Desde que William Styron relacionó el infierno de Dante con la depresión, la actualidad parece uno de los grabados que Doré hizo de esos estados depresivos. Somos rostros sin rasgos en los mares petrificados que pisó Dante. Vivimos tras la máscara de las penalidades que nos regalan en los ministerios y las juntas de accionistas, como si fueran gafas para ver eclipses. En España todas las enfermedades son económicas, o patrióticas, o ideológicas. Lo que nos sume en la impotencia viene siempre de las altas esferas, de una política que no sólo no funciona, sino que confunde y ridiculiza. Frente a esos estados carenciales, los titulares nos enseñan rutilantes paraísos macroeconómicos. La bolsa gana, y el turismo enriquece a todos, dicen, aunque sea una tromba parecida a la de Nepal. Los que han tenido que irse a vivir a los extrarradios de las ciudades ven pasar esa ola desde las profundidades, con los pies metidos en un caldero de hormigón.
Los bancos, las energéticas, las eléctricas, las tecnológicas y, en general, la mafia del ocio aumenta sus balances cada año, mientras el cliente, el supuestamente favorecido por todos esos magnánimos consejos de administración, forma parte de un victimario. Nada de lucha de clases. Las pantallas no nos lo permiten. La IA ya piensa por nosotros. Los que aspiramos a tener una vida propia y, a ser posible, silenciosa, somos un estamento sin conciencia de tener ese derecho. También hemos perdido lo que teníamos en común como pobres trabajadores, consumidores, adeptos, fieles o exiliados del pensamiento que antes había en los libros de Erasmo o Bradbury. Hemos extirpado el pasado. Ya somos incapaces de tomarnos un tiempo para pensar en cómo escapar de esta situación, en cómo no aceptarla. La tele nos muestra paraísos en los que no podemos entrar, con la puerta abierta sólo a los ingleses y alemanes que veranean en Mallorca, o a los marroquíes que incordian en Ceuta.

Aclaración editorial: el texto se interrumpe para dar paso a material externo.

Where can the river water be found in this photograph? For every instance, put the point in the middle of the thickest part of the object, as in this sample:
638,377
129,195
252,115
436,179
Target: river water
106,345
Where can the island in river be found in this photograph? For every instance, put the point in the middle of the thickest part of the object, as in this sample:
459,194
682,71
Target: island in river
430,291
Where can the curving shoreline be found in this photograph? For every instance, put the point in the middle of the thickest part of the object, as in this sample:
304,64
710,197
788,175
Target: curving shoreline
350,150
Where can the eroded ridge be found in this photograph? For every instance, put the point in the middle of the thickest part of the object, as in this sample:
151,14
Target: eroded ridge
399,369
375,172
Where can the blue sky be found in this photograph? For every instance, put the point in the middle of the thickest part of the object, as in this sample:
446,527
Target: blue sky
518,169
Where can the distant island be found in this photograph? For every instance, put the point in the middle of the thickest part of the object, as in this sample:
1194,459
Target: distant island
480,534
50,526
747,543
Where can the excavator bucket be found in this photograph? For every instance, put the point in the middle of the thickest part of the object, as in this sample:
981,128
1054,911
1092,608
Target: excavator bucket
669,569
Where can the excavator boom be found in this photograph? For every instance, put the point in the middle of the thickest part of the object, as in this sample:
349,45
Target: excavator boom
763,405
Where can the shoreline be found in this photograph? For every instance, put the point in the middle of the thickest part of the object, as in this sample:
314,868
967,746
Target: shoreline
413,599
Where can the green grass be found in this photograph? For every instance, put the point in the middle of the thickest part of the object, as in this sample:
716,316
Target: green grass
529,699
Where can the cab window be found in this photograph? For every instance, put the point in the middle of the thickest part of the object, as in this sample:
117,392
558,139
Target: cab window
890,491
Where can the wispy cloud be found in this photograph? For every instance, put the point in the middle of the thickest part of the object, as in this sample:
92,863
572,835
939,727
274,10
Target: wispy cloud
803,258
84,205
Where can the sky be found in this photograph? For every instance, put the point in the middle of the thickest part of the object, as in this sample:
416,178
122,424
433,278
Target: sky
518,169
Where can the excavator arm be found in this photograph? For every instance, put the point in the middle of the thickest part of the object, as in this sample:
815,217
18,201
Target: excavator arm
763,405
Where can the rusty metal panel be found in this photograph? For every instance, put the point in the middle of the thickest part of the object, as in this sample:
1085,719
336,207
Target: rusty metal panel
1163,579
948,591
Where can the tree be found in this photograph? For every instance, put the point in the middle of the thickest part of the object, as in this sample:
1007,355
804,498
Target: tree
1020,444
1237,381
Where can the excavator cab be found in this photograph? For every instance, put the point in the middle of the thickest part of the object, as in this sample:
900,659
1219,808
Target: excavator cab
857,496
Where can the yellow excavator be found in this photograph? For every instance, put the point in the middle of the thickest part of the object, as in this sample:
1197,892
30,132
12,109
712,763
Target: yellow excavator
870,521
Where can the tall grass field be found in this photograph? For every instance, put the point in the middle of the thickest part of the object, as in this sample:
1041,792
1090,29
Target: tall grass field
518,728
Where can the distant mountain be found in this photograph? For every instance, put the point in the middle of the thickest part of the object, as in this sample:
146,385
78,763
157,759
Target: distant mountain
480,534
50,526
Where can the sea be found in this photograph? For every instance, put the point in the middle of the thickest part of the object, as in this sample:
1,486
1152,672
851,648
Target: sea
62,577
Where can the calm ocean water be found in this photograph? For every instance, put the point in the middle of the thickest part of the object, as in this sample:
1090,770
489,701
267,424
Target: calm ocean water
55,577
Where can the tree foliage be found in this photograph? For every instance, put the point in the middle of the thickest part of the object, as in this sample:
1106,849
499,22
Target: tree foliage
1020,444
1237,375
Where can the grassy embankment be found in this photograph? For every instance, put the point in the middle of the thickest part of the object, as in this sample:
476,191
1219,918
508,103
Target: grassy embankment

Todo está preparado de esta forma, pero no sabemos por quién. La política ha dejado de existir, si perdona millones de euros a los CEOs de Iberdrola a cambio de mantener a la educación y la sanidad en una degradante parálisis. La cultura también habita en otros mundos, si el tiempo que nos tomábamos para leer un buen libro lo empleamos en conectarnos a una nada tras otra. Es posible que lo que ocurre no sea un invento de los tecno-déspotas de Silicon Valley, sino que refleje el espíritu humano. Esa es la pregunta del millón de dólares. Quizá el espíritu humano, el que escribió ‘El retrato de Dorian Gray’, se resista a practicar la igualdad, o a comprender las contradicciones en que vive. Puede que el puente que estamos cruzando, y que va a llevarnos a una esclavitud que pasará inadvertida, lo hayan construido otros. Si es así, les está saliendo bien. Volvemos de un verano extraño, lleno de incendios, riadas y terremotos, y llegamos a nuestras casas para enterarnos de que la política es un teatro de sombras, igual que la democracia, o que la economía. Sube la inflación originada por Trump y, para contenerla, el BCE incrementa los intereses del dinero que los pobres, los que nunca tienen culpa de nada, necesitan para vivir. Si el espíritu humano es el responsable de todo esto, hagámosle caso a Zuckerberg, que es el que mejor ha leído a Darwin: volvamos al mono. Comamos plátanos y obedezcamos a Tarzán.